Фигура у нее была как спелое яблоко, - вздохнул Бен. - Гладкая, упругая. Лицо слегка загорело, на носу собрались веснушки, но ниже выреза платья кожа напоминала свежеочищенное яблоко. У меня голова кружилась, когда я глядел на нее. Мы целыми вечерами просиживали на крылечке и потели на солнце. Вероятно, в один из таких вечеров я понял, что уже не могу без нее. Она разрешала обнимать себя за талию, гладить руки... кожа у нее была восхитительная. И все время долгие вечера за дверью не переставало со скрипом покачиваться кресло.
Однажды я не мог больше сдерживаться. Сказал, что не могу без нее, что она должна быть моей. Предложил вместе уехать в мою охотничью хижину на Орлиной горе и провести там неделю-другую; запереть окна и двери, лечь на кровать и никуда не выходить. Лежать в полутьме, вдвоем, при свете свечки.
И пока я рассказывал, проклятое кресло, не останавливаясь, продолжало поскрипывать.
- Когда-нибудь я изрублю это кресло на мелкие кусочки, - пообещал я ей. Его скрип выведет меня из терпения.
Она ничего не ответила... только кокетливо глянула на меня и захихикала. Но было видно, что мои слова тронули ее, и неожиданно мне стало ясно, что следует предпринять дальше.
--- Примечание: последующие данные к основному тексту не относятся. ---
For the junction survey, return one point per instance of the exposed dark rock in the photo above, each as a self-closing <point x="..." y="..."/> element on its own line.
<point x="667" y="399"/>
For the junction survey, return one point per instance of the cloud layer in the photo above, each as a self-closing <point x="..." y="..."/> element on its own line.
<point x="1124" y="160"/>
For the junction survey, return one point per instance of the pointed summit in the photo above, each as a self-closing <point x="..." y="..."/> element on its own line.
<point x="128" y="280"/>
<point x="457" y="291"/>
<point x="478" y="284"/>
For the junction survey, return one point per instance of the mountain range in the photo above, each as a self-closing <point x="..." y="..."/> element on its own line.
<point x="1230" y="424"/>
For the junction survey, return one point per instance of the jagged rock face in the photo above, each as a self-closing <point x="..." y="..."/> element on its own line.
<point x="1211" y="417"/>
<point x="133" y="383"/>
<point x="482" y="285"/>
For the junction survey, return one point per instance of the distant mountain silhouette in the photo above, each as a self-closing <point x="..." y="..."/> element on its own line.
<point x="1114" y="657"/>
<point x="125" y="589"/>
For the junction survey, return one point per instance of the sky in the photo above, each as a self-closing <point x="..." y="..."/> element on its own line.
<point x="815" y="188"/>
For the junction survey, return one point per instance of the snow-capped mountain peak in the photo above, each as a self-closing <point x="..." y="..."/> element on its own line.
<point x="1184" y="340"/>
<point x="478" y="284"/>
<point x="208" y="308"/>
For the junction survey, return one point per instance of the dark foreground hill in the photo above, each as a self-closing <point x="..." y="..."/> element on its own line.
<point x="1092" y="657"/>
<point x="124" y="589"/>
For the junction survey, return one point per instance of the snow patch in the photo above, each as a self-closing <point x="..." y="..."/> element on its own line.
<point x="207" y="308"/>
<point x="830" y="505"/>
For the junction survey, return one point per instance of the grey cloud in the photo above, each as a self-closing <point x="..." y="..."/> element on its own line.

С самого первого вечера, когда я пришел навестить Софи, я приносил им разные подарки: ветчину, рыбу, домашний хлеб и прочую снедь. Ламберт был ленивым работником, ферма его разваливалась, и мне казалось, что я правильно поступаю, поддерживая их.
На следующее утро я отправился к Элмеру Куперу, адвокату, и выправил кой-какие бумаги. Все имеет свою цену, и я собирался предложить неплохую сделку за девушку, руки которой добивался. При виде запустения на ферме Ламбертов и их зависимости от моих подарков, я полагал, что старику будет невыгодно отказываться от моего предложения. Разумеется, я понимал, что это не самый достойный способ добиться желаемого, однако те двое тоже вели себя не лучше.